Wednesday, June 15, 2005

English blood, English heart

Andrew Sullivan is asking people to suggest sermons or homilies for him to excerpt; he's even offering to do it each Sunday, perhaps setting the stage for the blogging high-jinks equivalent of the Vicar of Dibley. So anyway, we have a submission. George Bell, Bishop of Chichester, in November 1939, from a pamphlet (that we believe, but can't verify on the web, he delivered as a homily) said that the [Anglican] Church in wartime should not hesitate:

... to condemn the infliction of reprisals, or the bombing of civilian populations, by the military forces of its own nation. It should set itself against the propaganda of lies and hatred. It should be ready to encourage the resumption of friendly relations with the enemy nation. It should set its face against any war of extermination or enslavement, and any measures directly aimed to destroy the morale of a population.

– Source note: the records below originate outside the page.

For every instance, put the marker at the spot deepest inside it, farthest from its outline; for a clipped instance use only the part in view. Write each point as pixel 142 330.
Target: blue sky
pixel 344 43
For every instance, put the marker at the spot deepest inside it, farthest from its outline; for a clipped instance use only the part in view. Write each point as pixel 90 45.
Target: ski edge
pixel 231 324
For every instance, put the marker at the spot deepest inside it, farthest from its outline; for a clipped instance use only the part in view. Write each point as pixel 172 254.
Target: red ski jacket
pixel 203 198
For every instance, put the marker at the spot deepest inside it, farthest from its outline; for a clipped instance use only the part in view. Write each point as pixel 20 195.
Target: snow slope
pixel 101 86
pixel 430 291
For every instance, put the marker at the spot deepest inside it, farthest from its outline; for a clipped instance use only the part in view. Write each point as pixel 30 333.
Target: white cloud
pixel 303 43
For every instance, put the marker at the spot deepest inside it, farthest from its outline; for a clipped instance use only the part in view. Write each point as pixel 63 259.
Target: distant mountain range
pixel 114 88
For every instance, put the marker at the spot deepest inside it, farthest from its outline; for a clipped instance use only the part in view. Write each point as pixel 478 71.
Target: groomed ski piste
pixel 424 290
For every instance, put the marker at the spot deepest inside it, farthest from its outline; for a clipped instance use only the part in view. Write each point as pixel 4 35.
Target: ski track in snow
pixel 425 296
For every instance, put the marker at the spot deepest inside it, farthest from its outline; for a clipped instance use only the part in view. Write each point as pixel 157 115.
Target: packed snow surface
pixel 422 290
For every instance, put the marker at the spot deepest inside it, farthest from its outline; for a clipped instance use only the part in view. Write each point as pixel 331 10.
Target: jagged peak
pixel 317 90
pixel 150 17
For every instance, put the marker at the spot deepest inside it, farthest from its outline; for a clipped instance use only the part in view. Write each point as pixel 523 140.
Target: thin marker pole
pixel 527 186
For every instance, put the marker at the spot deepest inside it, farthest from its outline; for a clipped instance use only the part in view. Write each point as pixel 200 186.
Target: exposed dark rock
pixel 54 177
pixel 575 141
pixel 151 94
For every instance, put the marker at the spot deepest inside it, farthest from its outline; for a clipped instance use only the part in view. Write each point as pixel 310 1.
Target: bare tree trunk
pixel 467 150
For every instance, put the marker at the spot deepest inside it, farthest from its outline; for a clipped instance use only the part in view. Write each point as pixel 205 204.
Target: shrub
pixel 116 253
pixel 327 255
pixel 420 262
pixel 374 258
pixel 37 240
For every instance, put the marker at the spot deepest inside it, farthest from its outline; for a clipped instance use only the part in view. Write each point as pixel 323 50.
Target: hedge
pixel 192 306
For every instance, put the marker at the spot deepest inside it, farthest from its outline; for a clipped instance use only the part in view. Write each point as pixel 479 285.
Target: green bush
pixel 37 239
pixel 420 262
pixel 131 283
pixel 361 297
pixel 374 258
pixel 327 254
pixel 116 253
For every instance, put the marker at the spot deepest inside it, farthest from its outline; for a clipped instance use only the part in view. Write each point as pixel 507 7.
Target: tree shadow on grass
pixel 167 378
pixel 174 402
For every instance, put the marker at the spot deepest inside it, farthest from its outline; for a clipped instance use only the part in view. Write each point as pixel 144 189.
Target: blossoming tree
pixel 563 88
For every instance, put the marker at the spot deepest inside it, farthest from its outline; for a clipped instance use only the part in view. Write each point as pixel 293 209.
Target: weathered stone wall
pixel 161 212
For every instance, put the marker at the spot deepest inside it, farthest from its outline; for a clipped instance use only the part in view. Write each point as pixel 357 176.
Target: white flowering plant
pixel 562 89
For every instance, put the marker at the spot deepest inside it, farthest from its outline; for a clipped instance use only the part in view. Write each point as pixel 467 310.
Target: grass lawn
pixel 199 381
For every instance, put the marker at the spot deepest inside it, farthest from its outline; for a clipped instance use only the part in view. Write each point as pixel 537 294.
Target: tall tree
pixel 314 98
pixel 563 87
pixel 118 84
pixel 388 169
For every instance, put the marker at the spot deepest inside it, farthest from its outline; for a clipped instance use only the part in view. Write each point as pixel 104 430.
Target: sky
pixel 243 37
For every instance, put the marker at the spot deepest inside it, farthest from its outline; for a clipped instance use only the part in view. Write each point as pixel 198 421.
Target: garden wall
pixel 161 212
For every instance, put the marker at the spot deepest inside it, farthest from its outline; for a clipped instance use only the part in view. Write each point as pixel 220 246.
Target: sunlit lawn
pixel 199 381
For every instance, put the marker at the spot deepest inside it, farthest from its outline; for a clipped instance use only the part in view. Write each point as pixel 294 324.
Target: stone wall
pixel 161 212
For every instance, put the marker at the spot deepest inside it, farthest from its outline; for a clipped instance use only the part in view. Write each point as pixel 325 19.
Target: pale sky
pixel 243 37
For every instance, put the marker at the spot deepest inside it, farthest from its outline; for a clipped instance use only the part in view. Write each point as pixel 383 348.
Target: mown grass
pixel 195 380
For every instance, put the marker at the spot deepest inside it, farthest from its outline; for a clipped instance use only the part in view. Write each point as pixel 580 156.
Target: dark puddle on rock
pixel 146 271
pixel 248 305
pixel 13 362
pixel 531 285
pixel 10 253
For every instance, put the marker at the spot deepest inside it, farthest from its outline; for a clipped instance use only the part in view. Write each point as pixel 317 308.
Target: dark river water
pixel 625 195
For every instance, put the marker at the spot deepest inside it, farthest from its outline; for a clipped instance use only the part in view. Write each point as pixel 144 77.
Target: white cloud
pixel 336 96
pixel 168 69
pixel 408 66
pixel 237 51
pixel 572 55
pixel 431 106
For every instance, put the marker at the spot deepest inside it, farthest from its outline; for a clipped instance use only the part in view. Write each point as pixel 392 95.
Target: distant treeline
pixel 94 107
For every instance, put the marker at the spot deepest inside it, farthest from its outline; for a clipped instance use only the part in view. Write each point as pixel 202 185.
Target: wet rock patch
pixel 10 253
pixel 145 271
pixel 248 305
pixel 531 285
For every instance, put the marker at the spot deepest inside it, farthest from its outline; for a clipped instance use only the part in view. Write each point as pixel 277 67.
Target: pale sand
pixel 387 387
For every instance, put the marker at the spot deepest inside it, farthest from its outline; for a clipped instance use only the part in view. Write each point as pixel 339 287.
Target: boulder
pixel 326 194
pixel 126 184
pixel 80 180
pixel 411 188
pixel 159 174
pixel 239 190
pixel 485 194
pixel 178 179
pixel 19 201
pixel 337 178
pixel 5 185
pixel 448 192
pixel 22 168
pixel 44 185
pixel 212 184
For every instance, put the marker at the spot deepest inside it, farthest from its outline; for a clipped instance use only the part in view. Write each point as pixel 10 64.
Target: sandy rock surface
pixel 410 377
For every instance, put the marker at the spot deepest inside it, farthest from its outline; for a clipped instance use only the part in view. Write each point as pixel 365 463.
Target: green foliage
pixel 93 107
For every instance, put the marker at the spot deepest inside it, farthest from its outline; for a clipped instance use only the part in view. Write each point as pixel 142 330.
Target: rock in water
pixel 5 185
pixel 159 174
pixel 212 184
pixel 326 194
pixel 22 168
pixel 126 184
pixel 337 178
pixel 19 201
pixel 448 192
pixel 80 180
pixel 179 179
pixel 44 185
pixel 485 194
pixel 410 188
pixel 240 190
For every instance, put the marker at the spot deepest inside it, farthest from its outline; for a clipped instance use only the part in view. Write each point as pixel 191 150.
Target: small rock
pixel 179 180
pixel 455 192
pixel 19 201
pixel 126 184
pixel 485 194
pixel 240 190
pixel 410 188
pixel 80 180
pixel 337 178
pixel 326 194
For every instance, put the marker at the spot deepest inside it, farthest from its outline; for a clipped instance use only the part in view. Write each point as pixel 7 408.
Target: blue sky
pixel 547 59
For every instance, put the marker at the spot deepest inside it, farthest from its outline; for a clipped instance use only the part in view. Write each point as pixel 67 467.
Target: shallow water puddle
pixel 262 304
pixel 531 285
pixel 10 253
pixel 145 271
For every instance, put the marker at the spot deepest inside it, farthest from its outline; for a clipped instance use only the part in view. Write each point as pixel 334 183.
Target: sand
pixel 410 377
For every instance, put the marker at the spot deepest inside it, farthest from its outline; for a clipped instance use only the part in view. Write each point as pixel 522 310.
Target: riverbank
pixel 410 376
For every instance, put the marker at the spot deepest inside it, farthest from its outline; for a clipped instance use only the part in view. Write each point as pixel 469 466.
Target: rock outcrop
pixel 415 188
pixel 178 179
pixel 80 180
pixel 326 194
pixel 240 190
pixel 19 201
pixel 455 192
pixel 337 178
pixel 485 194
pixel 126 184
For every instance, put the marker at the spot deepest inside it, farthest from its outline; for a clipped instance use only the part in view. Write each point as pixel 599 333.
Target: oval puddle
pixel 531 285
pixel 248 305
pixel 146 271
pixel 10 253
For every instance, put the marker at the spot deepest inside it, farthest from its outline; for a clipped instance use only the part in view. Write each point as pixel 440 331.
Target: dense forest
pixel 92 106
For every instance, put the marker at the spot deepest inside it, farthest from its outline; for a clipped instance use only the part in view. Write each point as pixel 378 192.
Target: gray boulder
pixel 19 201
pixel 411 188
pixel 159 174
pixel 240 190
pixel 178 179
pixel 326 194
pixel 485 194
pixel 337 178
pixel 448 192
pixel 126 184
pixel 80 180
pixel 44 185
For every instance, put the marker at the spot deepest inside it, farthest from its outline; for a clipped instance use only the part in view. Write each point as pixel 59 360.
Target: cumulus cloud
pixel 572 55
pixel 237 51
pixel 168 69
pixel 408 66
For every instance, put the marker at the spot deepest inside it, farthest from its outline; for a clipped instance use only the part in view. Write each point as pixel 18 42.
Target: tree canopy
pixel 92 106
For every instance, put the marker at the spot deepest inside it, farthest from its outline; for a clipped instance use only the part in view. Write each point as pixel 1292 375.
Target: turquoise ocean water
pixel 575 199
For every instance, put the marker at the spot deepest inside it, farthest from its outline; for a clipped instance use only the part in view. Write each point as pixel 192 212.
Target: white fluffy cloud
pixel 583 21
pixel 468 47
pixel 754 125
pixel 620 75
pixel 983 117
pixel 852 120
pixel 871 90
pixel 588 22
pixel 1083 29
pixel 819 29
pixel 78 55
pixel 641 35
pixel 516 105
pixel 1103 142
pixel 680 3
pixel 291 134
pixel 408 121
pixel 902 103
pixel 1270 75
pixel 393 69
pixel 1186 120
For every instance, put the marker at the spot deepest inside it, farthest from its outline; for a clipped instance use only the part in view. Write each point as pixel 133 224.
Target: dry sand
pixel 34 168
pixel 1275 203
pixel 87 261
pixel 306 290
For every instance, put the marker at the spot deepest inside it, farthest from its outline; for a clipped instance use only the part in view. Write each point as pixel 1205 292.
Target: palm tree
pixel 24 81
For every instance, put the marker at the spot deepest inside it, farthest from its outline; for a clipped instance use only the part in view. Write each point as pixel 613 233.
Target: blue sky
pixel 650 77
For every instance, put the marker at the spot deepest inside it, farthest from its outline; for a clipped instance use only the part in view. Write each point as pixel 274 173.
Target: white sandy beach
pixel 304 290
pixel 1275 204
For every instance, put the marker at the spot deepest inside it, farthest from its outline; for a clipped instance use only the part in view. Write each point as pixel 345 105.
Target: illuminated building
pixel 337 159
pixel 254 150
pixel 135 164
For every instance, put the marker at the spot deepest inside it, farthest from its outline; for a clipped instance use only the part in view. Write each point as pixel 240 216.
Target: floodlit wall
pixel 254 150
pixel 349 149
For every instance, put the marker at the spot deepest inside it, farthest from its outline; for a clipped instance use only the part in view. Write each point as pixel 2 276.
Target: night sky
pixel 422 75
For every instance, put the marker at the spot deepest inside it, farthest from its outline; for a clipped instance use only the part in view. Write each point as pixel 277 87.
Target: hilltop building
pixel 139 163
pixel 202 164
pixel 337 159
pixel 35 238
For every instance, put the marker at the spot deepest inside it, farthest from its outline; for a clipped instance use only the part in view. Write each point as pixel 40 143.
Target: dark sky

Consider all the elements of the Bushes-at-war, from the Powell doctrine, to shock-and-awe, to Gitmo, Abu Ghraib, Bagram, renditions, the nod-and-wink approach to Islamaphobia, the flattening of Fallujah -- and remember a time when a bishop was brave enough to speak up in a country in mortal danger about the moral obligations of wartime conduct. And now consider their modern equivalents, who only want to talk about how Terri Schiavo was just a solid meal away from being a normal person.